Press releases
Iran: police increase crackdown on hijab protesters with ten-year jail threat
‘The Iranian authorities have violated women’s human rights in Iran for decades’ - Magdalena Mughrabi
A warning by Iranian police that women in the country could be jailed for up to ten years for joining protests against compulsory veiling has put dozens at immediate risk of unjust imprisonment and represents an alarming escalation in the authorities’ violent crackdown on women’s rights, said Amnesty International.
In an official statement on Friday, police warned that women would now be charged with “inciting corruption and prostitution,” which carries a maximum sentence of ten years in prison. One of the protesters, Narges Hosseini, was today put on trial before an Ershad (Moral Guidance) court in Tehran on charges that include this new charge.

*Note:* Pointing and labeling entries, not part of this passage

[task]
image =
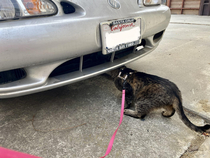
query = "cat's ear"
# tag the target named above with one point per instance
(123, 67)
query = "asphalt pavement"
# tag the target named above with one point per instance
(78, 120)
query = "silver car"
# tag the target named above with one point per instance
(46, 44)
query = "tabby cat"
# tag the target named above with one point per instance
(148, 92)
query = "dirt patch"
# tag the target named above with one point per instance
(194, 147)
(205, 105)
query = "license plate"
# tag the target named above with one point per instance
(120, 34)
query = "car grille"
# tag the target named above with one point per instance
(12, 75)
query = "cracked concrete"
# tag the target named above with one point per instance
(183, 57)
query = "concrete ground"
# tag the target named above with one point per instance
(40, 124)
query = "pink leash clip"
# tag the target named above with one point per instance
(121, 118)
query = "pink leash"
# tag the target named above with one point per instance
(121, 118)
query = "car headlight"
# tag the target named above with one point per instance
(12, 9)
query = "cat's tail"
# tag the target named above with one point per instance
(179, 109)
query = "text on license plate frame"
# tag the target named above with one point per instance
(120, 34)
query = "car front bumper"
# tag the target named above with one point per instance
(39, 45)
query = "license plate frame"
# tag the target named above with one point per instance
(120, 34)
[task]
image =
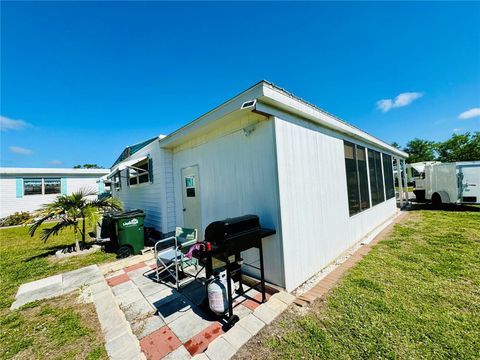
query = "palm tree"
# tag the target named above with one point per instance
(70, 209)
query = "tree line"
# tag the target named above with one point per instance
(459, 147)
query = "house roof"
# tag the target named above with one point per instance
(270, 97)
(51, 171)
(132, 149)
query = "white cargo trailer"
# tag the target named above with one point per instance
(451, 183)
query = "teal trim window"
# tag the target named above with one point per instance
(32, 186)
(42, 186)
(52, 186)
(19, 187)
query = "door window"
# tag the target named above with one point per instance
(190, 186)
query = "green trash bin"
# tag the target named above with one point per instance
(129, 232)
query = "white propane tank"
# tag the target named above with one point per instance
(217, 294)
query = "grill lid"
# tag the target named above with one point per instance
(218, 231)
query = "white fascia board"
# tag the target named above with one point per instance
(283, 101)
(51, 171)
(215, 114)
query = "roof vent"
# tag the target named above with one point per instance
(248, 104)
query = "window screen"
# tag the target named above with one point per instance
(352, 178)
(388, 175)
(139, 173)
(190, 186)
(52, 186)
(376, 178)
(32, 186)
(363, 177)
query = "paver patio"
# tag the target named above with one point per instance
(171, 324)
(142, 318)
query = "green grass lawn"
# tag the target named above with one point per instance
(415, 295)
(59, 328)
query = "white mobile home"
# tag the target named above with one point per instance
(27, 189)
(321, 183)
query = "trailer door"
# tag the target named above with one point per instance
(469, 175)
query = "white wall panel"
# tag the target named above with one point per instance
(316, 226)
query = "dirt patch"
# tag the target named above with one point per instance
(61, 328)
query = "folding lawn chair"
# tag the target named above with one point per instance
(170, 258)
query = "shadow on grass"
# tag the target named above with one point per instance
(443, 207)
(50, 251)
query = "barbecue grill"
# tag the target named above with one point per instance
(228, 238)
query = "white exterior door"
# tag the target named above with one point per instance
(470, 182)
(191, 199)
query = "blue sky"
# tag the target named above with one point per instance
(82, 80)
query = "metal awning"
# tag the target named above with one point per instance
(127, 164)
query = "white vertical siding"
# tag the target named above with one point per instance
(237, 177)
(9, 203)
(316, 226)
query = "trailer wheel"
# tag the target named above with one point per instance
(436, 200)
(124, 252)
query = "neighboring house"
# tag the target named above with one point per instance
(27, 189)
(323, 184)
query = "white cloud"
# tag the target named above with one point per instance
(469, 114)
(7, 124)
(402, 99)
(20, 151)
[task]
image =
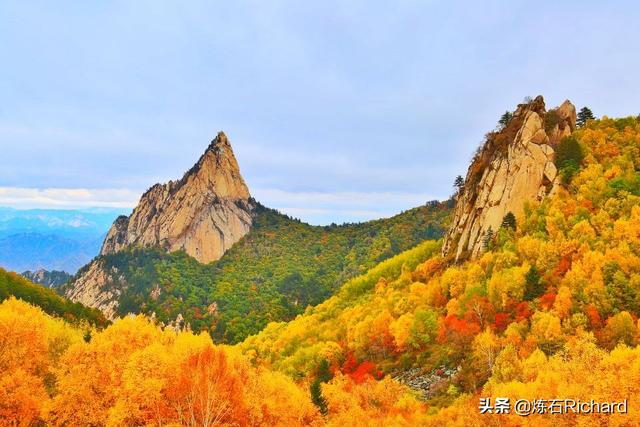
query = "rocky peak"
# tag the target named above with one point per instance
(204, 213)
(514, 165)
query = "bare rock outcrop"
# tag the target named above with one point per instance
(514, 165)
(204, 213)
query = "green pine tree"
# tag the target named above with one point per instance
(505, 118)
(509, 221)
(584, 115)
(533, 288)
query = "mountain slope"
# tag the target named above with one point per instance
(553, 294)
(514, 165)
(53, 239)
(273, 273)
(263, 266)
(49, 279)
(203, 214)
(14, 285)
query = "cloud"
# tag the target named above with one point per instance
(349, 206)
(318, 208)
(68, 197)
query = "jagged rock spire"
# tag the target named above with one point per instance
(514, 165)
(204, 213)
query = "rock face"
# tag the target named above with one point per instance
(204, 213)
(48, 279)
(515, 164)
(93, 288)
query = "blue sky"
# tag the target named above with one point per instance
(337, 111)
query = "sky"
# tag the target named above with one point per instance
(337, 110)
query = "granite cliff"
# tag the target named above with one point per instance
(202, 214)
(515, 165)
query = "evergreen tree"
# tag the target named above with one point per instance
(584, 115)
(323, 375)
(509, 221)
(488, 238)
(532, 288)
(317, 398)
(569, 156)
(505, 118)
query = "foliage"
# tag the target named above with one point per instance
(14, 285)
(505, 118)
(524, 320)
(509, 221)
(273, 273)
(569, 156)
(458, 182)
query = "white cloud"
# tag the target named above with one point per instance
(350, 206)
(68, 197)
(312, 207)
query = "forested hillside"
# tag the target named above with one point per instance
(554, 296)
(14, 285)
(278, 269)
(549, 310)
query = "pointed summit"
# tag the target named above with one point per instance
(515, 165)
(204, 213)
(217, 171)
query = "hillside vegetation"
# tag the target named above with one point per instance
(14, 285)
(273, 273)
(548, 311)
(554, 297)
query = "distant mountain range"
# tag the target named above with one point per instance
(52, 239)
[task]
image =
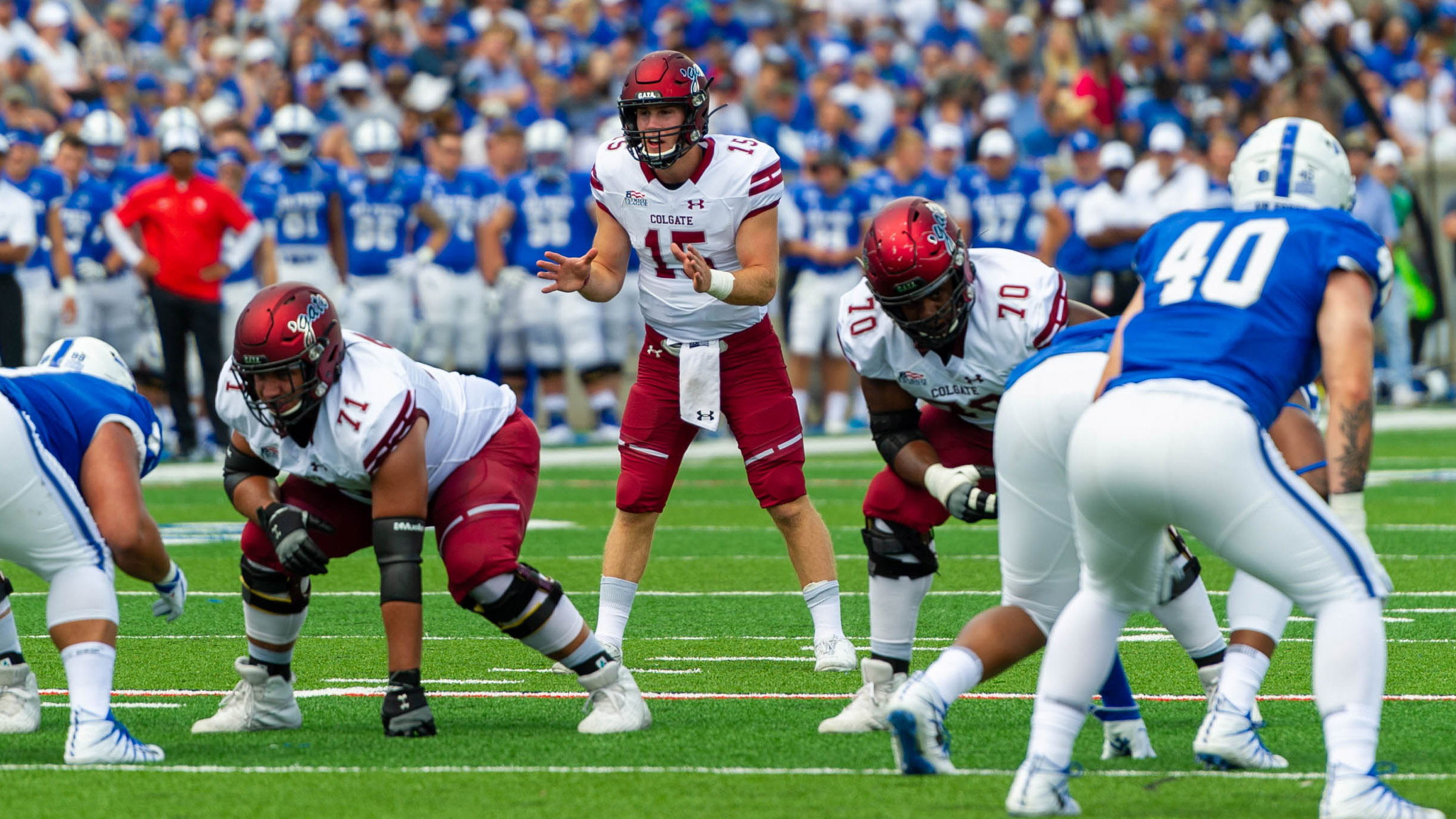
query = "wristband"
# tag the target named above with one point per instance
(720, 285)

At least one other woman, Shaparak Shajarizadeh, has been informed that she also faces the charge of “inciting corruption and prostitution”. She is currently held in solitary confinement in Shahr-e Rey prison in Varamin, near Tehran. Her lawyer has said she was subjected to torture or other ill-treatment, including beatings, in Vozara detention centre in Tehran following her arrest, and was also forcibly injected with an unidentified substance several times.
Other women arrested for peacefully protesting against compulsory veiling in recent weeks include Vida Movahed and Azam Jangravi, who are currently out on bail, and Maryam Shariatmadari and Hamraz Sadeghi, who remain in detention.
Friday’s police statement coincides with a recent upturn in police brutality against women’s solo protests - which has seen women taking off their headscarves in busy public places and silently waving them on a stick while standing on top of raised structures. Last Thursday, a video was widely circulated on Persian-language social media showing a police officer pushing Maryam Shariatmadari off a steel structure. Her friends have reported that the fall resulted in injuries requiring surgery. She is held in Shahr-e Rey prison, without access to adequate medical care.
Amnesty has also learned that Ms Shariatmadari’s mother, Mitra Jamshidzadeh, was also detained on 23 February for about 30 hours in Vozara detention centre. Her lawyer said that she was subjected to beatings after she tried to obtain information about her daughter’s whereabouts. Meanwhile, on 24 February, Hamraz Sadeghi, who was standing on top of a utility box in Tehran while waving her headscarf, was beaten up and arrested by a plainclothes officer. An eyewitness reported that the woman’s elbow was fractured after she was violently pushed off the box and knocked down to the ground.
In recent weeks, the Iranian authorities, including the Chief Prosecutor of Iran and the Head of the Revolutionary Court in Tehran, have insulted women protesters, calling them “morons,” “infantile,” “deceived,” “perverted” and “wicked”, while accusing them of association with “foreign enemies”. Iran’s judiciary spokesman, Gholam-Hossein Mohseni-Eje'I, has said women protesting against the hijab are “acting under the influence of “synthetic drugs” or receiving instruction from “organised criminal groups”.
More than 35 women have been attacked and arrested in Tehran alone since December for taking part in peaceful protests against compulsory veiling.
Magdalena Mughrabi, Amnesty International’s Middle East and North Africa Deputy Director, said:
“This is a deeply retrograde move by the Iranian authorities in their ongoing persecution of women who dare to speak out against compulsory veiling.
“It places many women at serious and immediate risk of unjust imprisonment while sending a chilling message to others to keep quiet while their rights are being violated.
“In compelling women and girls to cover their hair, the Iranian authorities have violated women’s human rights in Iran for decades.
“Rather than threatening women with jail terms for claiming their human rights, the authorities should immediately abolish the discriminatory, abusive and degrading laws and practices of compulsory veiling.
“The Iranian authorities must hold law-enforcement officials to account for human rights violations, including torture and other ill-treatment, and refrain from making any statements that incite further violence and abuse.”
Compulsory veiling is violation of international law
Under international law, Iranian legislation on compulsory veiling is a clear violation of a number of key human rights. It is deeply discriminatory with relation to women and girls, who are its direct and sole target. Such compulsion in law also violates the rights of women and girls to freedom of expression, thought, conscience, religion and privacy, and the specific rights of children.